Of the millions of things you can buy at Amazon.Com, one is a book entitled “A Million Random Digits with 100,000 Normal Deviates” by RAND Corporation.  The book is a giant table with pages of random digits.  Other than an explanation of where the digits came from, that’s it.  Just tables of numbers.  There is no plot, pictures or really anything. 


A sample table looks like this:


Random Digits


Amazon is selling the 0th Edition. 


Several readers have written helpful reviews:


D. Ringer noted:

"A Million Random Digits"? HA! They only used 10, and just kept repeating them in different combinations! Don't be fooled!”


A random Amazon Customer commented:

“Super thrilling read”.  The Customer provided a Five Star review.


JPMDallas77 commented:

“For those of us without a two week vacation to devote to this tome, I would like to see a Clif's Notes version. Maybe 10,000 random numbers?

“SPOILER ALERT: They just pretty much stay random the whole time, no plot twists or anything. I mean if you've seen one random number, you've seen them all. In a slap in the face of randomness, the very randomness of it got repetitive after a few pages. Save yourself the time, and if you need a random number, just sort of think of a random number in your head and write it down. Odds are it’s in the book already, and you saved yourself $80.”


B. Dean noted:

"I can't understand all the negative reviews! This book literally contains everything I could ever ask for in a book. Recipe for spanokopita? Check! Name of every person ever born? Check! Next week's powerball, bingo, MLB, and NASCAR results? Check! By randomly combining and recombining the contents at random, I have read the works of Shakespeare, Harry Potter 8: the Tomb of Crying Stilton (to be released in 2014), the Bible AND the REAL Bible. I threw out my other books when I realized I could just jump around in this book and derive any other book I wanted. I think Borges wrote a story about this, but it's taking me a while to find that story in my book. I did find some steamy erotica this morning, though, so who's complaining?”

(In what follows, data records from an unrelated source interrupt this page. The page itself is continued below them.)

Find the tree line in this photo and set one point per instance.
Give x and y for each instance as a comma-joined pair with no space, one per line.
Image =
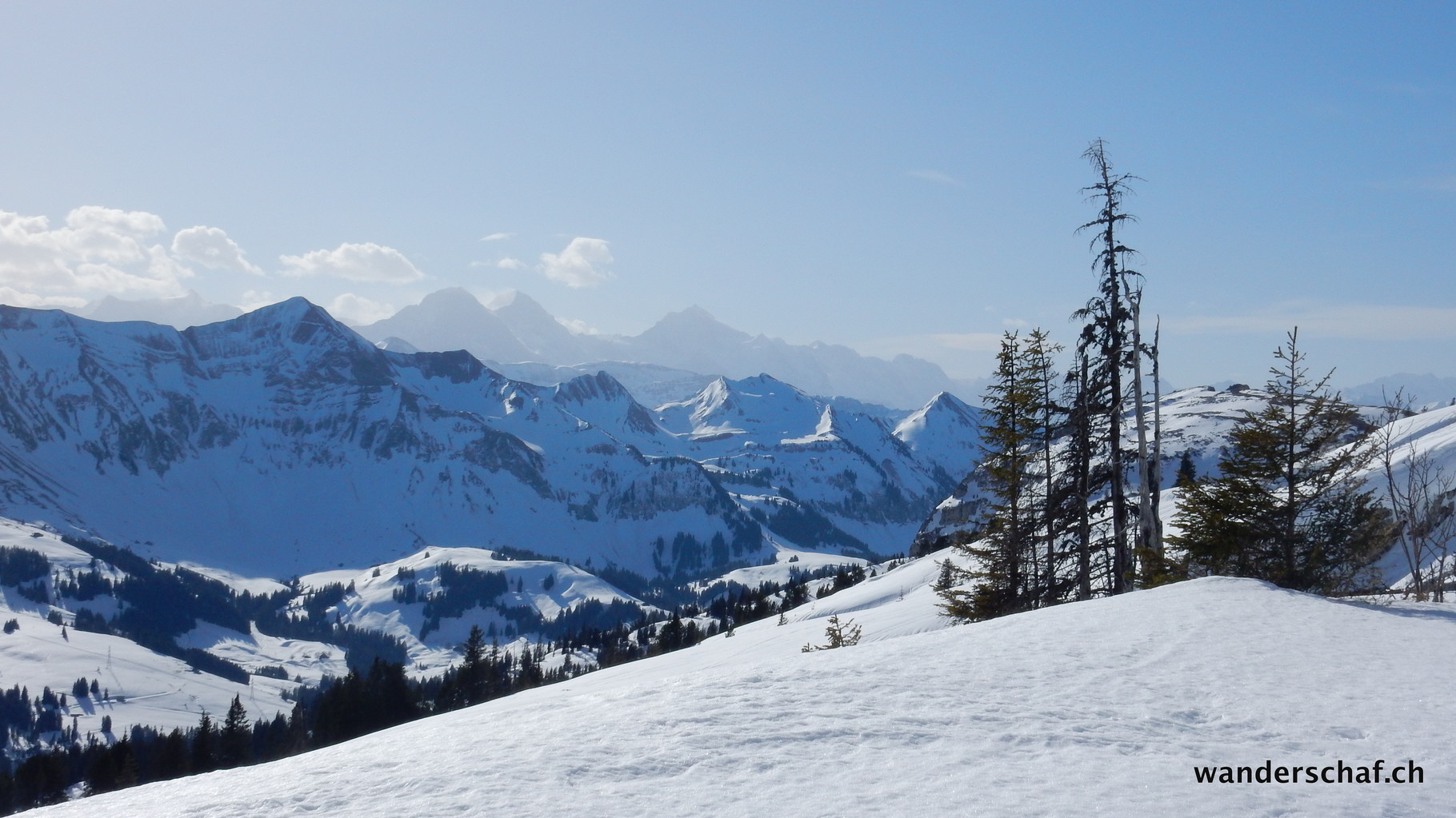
1072,461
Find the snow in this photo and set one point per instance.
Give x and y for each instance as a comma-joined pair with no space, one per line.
146,688
1070,711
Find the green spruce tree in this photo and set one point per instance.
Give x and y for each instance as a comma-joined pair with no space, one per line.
1287,504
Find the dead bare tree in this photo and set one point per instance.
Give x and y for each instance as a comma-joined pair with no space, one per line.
1423,500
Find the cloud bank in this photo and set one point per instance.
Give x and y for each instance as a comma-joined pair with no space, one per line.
578,265
354,262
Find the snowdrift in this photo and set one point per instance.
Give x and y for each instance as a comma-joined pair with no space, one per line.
1102,706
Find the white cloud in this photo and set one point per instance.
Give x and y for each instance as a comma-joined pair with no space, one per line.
578,326
16,299
354,262
577,265
211,248
1365,322
255,299
98,252
937,177
357,310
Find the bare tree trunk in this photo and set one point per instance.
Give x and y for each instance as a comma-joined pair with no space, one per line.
1143,542
1158,449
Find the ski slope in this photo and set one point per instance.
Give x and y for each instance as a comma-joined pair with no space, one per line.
1082,709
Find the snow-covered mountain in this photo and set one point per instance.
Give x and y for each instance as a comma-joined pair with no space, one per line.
518,329
1111,702
282,443
181,312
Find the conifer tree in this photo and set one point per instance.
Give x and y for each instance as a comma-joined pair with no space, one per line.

The book was originally published in 1955.   In the introduction section which is not just numbers but includes text, it states


“Early in the course of research at the RAND Corporation a demand arose for random numbers;  these were needed to solve problems of various kinds by experimental probability procedures, which have come to be called Monte Carlo methods.  Most of the applications required a large supply of random digits or normal deviates of high quality, and the tables presented here were produced to meet those requirements.”


The book is, thus, an earlier entry in the now relentless march of Big Data.  Today, random numbers can be generated electronically.  But back in the day, there were no desktops or smart phones.  So, a printed book with tables of random numbers could be used to prepare growing stacks of punch cards to feed the old, clunky Fortran programs.  How were these printed numbers applied in research?  You can painfully envision the process of manual typing to transcribe the numbers from the book.  When you cut and pasted back then, it was with scissors and Elmer’s Glue. 


Infrastructure design and construction is a relatively mature field, so maybe we should be less impacted by Big Data than rocket scientists or brain surgeons


Golden Gate Bridge

by David Ball


But even if you could design a suspension bridge in the 30’s by slide rule without AutoCAD, today a lot more information needs to be accumulated and managed.  The bridge design code, AASHTO, is more than twice as big as it used to be (literally) and those bridges aren’t going to design themselves, at least not yet.  Data management for now involves a lot of data creation but not as much management.  Considering the current challenges and excesses of Big Data, reading a paper book on random variables, with actual printed tables of random variables, is quaint and almost strangely comforting.